Diesmal hat es die Mitarbeiterin einer Cateringfirma erwischt. Ihr wurde von ihrem Arbeitgeber fristlos gekündigt, weil sie ein Video aus der Kantine des Fleischfabrikanten Tönnies ins Internet gestellt hat. Das Video zeigt, dass die Mitarbeiter*innen dort in Arbeitskleidung und ohne Mindestabstand an langen Tischen ihre Mahlzeit einnehmen müssen. Die Frau, der fristlos gekündigt wurde, ist eine Whistleblowerin. Sie hat einen in Coronazeiten unverantwortbaren unhygienischen Zustand öffentlich gemacht. Nach deutschem Arbeitsrecht durfte sie das womöglich nicht tun. Warum nicht?

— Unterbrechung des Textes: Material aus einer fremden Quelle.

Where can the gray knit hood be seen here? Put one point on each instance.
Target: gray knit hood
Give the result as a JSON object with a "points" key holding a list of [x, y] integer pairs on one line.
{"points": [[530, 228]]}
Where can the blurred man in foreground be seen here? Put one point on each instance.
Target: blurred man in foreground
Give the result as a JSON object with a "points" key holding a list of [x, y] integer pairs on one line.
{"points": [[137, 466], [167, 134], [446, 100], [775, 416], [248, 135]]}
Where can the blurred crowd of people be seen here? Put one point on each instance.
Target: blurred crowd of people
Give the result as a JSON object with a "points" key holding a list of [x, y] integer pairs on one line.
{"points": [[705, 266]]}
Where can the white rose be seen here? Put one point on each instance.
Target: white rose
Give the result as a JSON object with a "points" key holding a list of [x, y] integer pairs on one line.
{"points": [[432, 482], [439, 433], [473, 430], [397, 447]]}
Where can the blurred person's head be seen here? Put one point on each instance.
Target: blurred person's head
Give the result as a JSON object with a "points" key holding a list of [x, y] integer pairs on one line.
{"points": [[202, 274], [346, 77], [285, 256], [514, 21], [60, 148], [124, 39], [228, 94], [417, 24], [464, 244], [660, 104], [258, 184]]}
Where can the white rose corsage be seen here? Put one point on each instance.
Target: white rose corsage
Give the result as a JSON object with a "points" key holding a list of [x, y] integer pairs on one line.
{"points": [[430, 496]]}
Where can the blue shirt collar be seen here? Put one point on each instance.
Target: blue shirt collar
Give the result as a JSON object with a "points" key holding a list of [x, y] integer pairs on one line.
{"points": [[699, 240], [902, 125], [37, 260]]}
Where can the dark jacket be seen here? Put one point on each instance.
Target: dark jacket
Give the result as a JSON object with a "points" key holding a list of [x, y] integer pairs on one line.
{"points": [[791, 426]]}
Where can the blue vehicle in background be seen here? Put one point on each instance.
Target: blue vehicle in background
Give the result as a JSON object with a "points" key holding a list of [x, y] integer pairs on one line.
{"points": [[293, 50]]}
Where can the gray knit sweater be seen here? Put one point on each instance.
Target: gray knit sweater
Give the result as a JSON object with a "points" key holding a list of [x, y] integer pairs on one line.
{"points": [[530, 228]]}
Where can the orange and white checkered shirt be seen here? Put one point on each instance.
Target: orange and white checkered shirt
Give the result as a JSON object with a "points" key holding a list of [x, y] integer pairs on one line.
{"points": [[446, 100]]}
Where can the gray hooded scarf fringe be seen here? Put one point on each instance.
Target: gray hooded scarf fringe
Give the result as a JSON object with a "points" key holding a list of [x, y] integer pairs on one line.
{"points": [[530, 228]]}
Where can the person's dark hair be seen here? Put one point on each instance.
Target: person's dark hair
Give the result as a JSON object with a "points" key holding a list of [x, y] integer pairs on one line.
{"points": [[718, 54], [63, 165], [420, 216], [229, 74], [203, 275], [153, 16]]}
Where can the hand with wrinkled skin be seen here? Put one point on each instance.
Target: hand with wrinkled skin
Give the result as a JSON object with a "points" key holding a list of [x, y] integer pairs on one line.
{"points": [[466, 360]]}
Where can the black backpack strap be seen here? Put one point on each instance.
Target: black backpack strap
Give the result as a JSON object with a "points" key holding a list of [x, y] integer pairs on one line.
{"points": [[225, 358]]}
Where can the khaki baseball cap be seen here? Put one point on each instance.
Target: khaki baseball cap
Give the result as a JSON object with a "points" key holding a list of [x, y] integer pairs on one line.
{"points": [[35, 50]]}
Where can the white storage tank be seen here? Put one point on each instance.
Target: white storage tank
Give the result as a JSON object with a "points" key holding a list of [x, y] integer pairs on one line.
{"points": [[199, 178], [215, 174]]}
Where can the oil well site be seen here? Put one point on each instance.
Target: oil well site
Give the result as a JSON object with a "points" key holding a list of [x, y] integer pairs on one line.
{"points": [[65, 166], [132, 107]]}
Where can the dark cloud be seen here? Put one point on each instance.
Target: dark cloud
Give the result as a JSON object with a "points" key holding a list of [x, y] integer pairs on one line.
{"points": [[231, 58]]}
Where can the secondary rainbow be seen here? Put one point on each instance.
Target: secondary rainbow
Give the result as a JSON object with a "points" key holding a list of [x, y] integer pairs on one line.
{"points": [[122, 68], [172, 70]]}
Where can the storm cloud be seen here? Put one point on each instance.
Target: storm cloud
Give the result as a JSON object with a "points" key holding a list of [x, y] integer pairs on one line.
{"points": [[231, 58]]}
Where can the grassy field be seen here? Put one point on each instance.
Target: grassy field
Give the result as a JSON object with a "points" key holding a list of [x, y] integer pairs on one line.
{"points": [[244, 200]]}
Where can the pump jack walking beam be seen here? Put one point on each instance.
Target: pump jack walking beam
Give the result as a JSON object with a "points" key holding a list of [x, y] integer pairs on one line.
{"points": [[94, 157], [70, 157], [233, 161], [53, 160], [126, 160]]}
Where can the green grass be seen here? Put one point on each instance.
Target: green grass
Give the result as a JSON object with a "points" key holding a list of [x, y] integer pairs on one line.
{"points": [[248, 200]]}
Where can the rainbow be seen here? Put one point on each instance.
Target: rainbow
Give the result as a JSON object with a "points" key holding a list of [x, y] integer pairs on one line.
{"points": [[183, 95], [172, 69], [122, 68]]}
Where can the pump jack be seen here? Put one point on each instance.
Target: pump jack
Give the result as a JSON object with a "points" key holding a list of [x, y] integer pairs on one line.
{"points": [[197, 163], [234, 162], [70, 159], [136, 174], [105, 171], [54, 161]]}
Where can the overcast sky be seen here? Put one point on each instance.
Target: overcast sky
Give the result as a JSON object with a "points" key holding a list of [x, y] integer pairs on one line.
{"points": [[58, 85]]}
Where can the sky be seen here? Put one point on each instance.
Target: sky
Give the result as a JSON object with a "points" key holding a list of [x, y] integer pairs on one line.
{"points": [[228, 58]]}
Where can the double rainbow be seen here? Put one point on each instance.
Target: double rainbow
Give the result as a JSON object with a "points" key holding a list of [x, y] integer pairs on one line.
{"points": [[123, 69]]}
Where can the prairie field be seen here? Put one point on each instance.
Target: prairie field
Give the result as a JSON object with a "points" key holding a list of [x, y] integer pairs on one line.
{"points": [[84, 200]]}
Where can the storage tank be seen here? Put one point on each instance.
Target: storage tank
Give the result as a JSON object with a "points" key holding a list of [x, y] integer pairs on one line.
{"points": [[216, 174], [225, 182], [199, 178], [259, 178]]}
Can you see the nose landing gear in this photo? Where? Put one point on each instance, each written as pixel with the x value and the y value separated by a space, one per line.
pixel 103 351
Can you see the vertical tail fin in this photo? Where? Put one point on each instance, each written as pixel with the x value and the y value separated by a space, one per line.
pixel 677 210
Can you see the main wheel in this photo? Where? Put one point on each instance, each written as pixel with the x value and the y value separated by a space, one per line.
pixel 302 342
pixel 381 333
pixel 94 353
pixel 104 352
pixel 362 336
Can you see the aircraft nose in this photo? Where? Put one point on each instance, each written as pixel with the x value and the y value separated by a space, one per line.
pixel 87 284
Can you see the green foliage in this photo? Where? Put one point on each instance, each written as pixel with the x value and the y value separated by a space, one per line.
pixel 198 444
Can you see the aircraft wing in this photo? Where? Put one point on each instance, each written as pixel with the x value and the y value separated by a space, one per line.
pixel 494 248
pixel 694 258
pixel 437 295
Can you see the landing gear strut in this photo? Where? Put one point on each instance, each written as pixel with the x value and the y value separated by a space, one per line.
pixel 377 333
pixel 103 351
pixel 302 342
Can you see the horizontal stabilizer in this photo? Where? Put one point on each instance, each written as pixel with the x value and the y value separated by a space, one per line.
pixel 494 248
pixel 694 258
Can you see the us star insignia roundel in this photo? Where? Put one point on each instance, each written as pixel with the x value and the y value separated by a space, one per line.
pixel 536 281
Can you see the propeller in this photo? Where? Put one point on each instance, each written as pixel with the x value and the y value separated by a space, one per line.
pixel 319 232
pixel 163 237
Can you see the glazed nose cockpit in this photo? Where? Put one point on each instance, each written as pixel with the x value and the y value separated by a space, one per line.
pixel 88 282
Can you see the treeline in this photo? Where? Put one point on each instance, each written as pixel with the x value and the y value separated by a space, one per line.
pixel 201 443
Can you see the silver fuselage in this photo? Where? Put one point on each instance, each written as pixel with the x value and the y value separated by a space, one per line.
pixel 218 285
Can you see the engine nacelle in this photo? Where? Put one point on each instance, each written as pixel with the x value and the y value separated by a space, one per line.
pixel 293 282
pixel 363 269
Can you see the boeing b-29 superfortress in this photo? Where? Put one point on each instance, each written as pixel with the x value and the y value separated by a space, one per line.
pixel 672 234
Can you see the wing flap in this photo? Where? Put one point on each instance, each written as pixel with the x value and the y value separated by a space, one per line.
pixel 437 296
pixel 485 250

Der genaue Kündigungsgrund ist bisher nicht in Erfahrung zu bringen. Es kann sich eigentlich nur um den Vorwurf der Verletzung ihrer „Treuepflicht“ ihrem eigenen Arbeitgeber gegenüber handeln. Der Caterer beliefert die Tönnies-Kantine. Er muss Grund zu der Annahme gehabt haben, dass seine Geschäftsbeziehung zu Tönnies durch das Verhalten seiner Arbeitnehmerin Schaden nehmen könnte. Arbeitsrechtlich wäre sogar zulässig, wenn die Kündigung erfolgt wäre, weil Tönnies sie verlangt hatte. In dem Fall würde es sich um eine sogenannte „Drohkündigung“ handeln. So etwas sieht das deutsche Arbeitsrecht tatsächlich vor.
Die Whistleblowerin hat einen gefährlichen Missstand öffentlich gemacht. Bereits seit dem 22. März war ein Mindestabstand von 1,5 m durch eine Kantinenverordnung vorgegeben, gegen die anscheinend verstoßen wurde. Unter dem Eindruck der Totentransporte von Bergamo, des Anstiegs der Covid-19-Infektionsraten und des Lockdowns in ganz Deutschland mit all seinen nachteiligen Folgen hat sie den Schaden zu verhindern versucht, der nun für den ganzen Kreis Gütersloh eingetreten ist. Sie konnte davon ausgehen im öffentlichen Interesse zu handeln. Die Kündigung stellt einen unerträglichen Machtmissbrauch durch den Arbeitgeber dar. Sie darf keinen Bestand haben.